What’s the Story?
My Social Media career began when Jim Duncan and Liz Luby spoke in front of an NAR sub-committee about blogging. In their presentation, Jim had pointed out a number of sites where NAR was being lambasted by bloggers who felt that the organization was unresponsive, monolithic, and antiquated.
A light went on for me. As someone who had been active in their local association, their state association , and finally the national association, I knew that one of the challenges faced by all of our leadership was finding out how to find out what the members wanted and needed. And Jim had just demonstrated that all we needed to do to connect with this small group was to start listening.
Since the story here is not about the journey I started on, suffice it to say I got very involved in a new world that has become an integral part of my life. But this paragraph begs the question… What is the story here?
NAR is the Story
Since that time, NAR, at the direction of our leadership, and with the assistance of an incredible and responsive staff, has begun to participate in the Re.Net or Blogosphere, or Blogiverse, or whatever you want to call the circle of social media venues populated by our members.

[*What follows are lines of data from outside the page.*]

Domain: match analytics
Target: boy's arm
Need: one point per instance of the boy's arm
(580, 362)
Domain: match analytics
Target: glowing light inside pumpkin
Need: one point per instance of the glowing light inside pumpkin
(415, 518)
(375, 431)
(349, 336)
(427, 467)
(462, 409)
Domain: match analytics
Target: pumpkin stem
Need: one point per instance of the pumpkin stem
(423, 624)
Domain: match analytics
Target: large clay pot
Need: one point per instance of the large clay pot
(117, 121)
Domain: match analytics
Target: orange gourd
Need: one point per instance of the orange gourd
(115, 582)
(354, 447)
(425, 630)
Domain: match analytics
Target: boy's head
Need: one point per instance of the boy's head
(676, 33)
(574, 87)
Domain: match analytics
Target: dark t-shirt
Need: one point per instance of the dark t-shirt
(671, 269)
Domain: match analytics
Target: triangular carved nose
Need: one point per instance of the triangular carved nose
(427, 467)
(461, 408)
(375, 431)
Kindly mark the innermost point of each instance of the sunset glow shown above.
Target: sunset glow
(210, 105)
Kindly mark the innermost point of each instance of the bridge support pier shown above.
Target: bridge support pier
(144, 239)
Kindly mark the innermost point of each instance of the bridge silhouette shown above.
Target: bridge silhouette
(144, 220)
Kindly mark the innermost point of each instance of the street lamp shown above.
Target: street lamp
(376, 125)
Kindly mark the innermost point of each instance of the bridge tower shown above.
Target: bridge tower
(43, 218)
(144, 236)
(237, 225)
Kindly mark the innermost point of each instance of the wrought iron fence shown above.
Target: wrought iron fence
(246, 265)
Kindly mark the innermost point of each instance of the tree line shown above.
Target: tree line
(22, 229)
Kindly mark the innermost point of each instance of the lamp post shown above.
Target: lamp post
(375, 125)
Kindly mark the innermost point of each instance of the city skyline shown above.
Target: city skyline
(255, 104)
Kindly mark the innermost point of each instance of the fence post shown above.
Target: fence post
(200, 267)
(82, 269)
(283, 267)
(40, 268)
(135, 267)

Some of those steps have been more tentative, and some more asured, but they have all led the organization towards more communication with and from its members. And all of these steps have been dissected, reviewed, and criticized (often without an understanding of all of the ramifications of the organizations thought process and structure). But none of that stopped the association from this forward thinking evolution.
Now the Blogger’s Lounge is a place to be at Mid-Year and Annual Meetings. NAR has a social media marketing director. Social Media programs are held at NAR meetings, and our members are being assisted by the association in finding their way through this new form of consumer contact. Many of those people who were critical of the organization have been invited to speak at NAR events, serve on NAR committees, and provide feedback appropriate to their expertise.
And There’s More
So you might think that these are not matters of great note, and that the association doesn’t really value the input of their members. But not after last Monday.
On Monday June 15, 2009, a volunteer group held ReBarCamp Chicago, an event just like other BarCamps around the country, except this one was held in a venue donated by NAR. NAR did not sponsor the event, nor were they involved in the “unstructure” of this “unconference”. But they did demonstrate how much they valued the group of people that showed up.
During the day, a tour of the facility was offered so that people could see “where the magic happens”. And all day, people were invited to come into a room where their feedback on a possible redesign of Realtor.org was solicited.
At the end of the day, after the ReBarCamp, the CEO of NAR, Dale Stinton came down to talk to the people who remained. Now Dale didn’t need to do that – he’s a really busy man with a plate that is always full. But he came down to engage the people there. Not to pontificate or lecture, but to have a dialogue. And he was a gracious host, as the rest of the staff had been all day, even though this group was a minuscule representation of the total membership of the organization. All it took was for them to want to be heard.
So next time you think that NAR is some faceless monolith, come on back and check out my photo of Dale talking to his new social media acquaintances, at the end of a really busy work day, listening and engaging them on their terms, in an open and collegial manner – and be proud you’re part of an organization like that.